“I had to.”

She throws her arms around me into a tight hug. “I know. I know.”

Sofiya watches the two of us for a moment before joining the hug. “We did it.”

“Yes, we did.” I stare at Gleb’s dead body, feeling fucking vindicated. I killed him. He thought he could come back into my life and take control.

Well, I showed him.

Then, the pain from the bullet hole in my leg jolts me right back. I cry out and bend over.

“We need to get you to the hospital,” Mila says.

“Call Alek,” I say. “I need him.” And I know at that moment just how much I mean those words. I need him more than anything. Even though I killed Gleb without him, I still need to know I’ll be ok, and the only person who has ever made me feel that way is Alek.

Sofiya grabs Leo’s phone and hands it to me. “Call him.”

And I do.

“Viktoriya?” Aleksander’s voice carries through the door before he enters. Mikhail is right behind him.

I’m seated on the dusty, moldy couch, pressing a rag to my wound. Sofiya and Mila remain seated beside me, almost like they’re offering me their protection.

The moment Aleksander locks eyes with me, I know I’ll be all right.

He rushes to my side. “What happened?”

“It’s obvious what happened,” Mikhail says, gazing down at the dead bodies of Leo and Gleb. “Who killed them?”

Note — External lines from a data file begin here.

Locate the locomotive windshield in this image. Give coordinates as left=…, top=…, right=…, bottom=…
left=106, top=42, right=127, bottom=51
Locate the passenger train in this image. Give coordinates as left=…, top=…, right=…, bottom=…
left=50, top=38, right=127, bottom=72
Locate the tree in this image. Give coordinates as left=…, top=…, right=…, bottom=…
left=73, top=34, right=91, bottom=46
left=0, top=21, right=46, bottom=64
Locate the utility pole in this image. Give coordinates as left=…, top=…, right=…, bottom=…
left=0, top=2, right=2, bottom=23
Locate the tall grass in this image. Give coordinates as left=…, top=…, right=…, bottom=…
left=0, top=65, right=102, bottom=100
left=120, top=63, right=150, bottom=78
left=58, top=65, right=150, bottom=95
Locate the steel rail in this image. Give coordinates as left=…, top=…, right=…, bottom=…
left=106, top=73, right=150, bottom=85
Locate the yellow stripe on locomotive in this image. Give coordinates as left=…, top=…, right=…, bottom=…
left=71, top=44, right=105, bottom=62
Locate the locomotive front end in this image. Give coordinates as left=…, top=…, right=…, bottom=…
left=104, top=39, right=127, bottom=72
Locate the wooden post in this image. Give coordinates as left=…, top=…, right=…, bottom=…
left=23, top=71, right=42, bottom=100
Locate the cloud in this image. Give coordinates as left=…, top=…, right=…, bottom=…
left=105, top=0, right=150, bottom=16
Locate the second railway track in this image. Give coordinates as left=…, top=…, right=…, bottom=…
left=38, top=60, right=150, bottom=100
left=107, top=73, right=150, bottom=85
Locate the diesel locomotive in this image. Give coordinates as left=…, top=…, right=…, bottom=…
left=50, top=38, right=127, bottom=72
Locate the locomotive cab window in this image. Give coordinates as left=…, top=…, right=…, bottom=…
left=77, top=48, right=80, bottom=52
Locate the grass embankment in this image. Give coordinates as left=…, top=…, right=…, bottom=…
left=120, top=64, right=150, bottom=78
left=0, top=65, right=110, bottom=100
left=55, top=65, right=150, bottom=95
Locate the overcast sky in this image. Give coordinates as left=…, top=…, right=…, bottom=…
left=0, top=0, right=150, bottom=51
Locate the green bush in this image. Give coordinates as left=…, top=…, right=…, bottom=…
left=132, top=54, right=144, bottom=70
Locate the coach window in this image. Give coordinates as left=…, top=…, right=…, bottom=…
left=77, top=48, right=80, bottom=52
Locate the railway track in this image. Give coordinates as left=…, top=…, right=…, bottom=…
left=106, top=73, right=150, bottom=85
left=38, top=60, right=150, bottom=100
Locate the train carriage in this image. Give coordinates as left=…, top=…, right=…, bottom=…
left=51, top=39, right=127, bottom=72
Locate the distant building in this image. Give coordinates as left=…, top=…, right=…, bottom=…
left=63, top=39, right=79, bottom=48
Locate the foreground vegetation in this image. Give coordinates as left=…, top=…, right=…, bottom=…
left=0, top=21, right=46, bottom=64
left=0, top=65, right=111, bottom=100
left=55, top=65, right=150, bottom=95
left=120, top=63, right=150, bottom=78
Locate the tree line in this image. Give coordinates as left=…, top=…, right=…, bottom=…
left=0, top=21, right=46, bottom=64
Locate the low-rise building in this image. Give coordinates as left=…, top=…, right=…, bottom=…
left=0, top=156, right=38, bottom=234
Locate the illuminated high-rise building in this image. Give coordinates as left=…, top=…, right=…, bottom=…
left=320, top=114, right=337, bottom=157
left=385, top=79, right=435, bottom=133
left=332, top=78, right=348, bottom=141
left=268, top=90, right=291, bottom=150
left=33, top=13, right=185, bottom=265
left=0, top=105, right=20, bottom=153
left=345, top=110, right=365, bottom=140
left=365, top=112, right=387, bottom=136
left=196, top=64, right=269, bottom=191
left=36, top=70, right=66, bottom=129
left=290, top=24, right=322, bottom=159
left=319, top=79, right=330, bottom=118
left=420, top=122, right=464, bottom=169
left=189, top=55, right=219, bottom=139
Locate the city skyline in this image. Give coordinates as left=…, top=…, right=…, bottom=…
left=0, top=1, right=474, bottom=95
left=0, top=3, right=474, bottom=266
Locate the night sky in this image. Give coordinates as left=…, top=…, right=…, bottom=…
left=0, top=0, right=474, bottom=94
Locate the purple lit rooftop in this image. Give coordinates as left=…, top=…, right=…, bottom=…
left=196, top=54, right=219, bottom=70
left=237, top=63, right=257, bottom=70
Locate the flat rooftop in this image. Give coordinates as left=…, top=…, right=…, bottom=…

“Vik did,” Mila says softly.

Alek’s eyes widen. “Are you hurt?”

“Shot in the leg.” I nod down at my wound.

“Let’s get you home. I’ll call the doctor.” He stands up to call, but I grab his hand.

“Have Mikhail call. I just want you with me right now.”

His eyes soften as he sits back down. “Ok. I’ll stay.”

We both know he means more than just at this moment. What might have started as a challenge for both of us has blossomed into something more.

For the first time since meeting Alek, I know I love him.

Chapter

Twenty

VIKTORIYA

“How do you feel?” Alek asks me as we lie in bed together, running his hand up and down my thigh. I glance down at my leg, which has healed from my gunshot wound. It’s been a month since Gleb kidnapped me and I killed him.

“I don’t think I’ll ever be able to dance again,” I say.

“How does that make you feel?”

I think about it, and then I shrug. “It doesn’t make me sad any longer. In fact, I feel free, like a weight has been lifted off me. I was never going to be good enough any longer. I was either going to be not skinny enough or not strong enough to dance. Now, I don’t care as much. Going through what I went through put a lot of things in perspective. I could have died. My sisters could have died. Ballet seems so small in comparison.”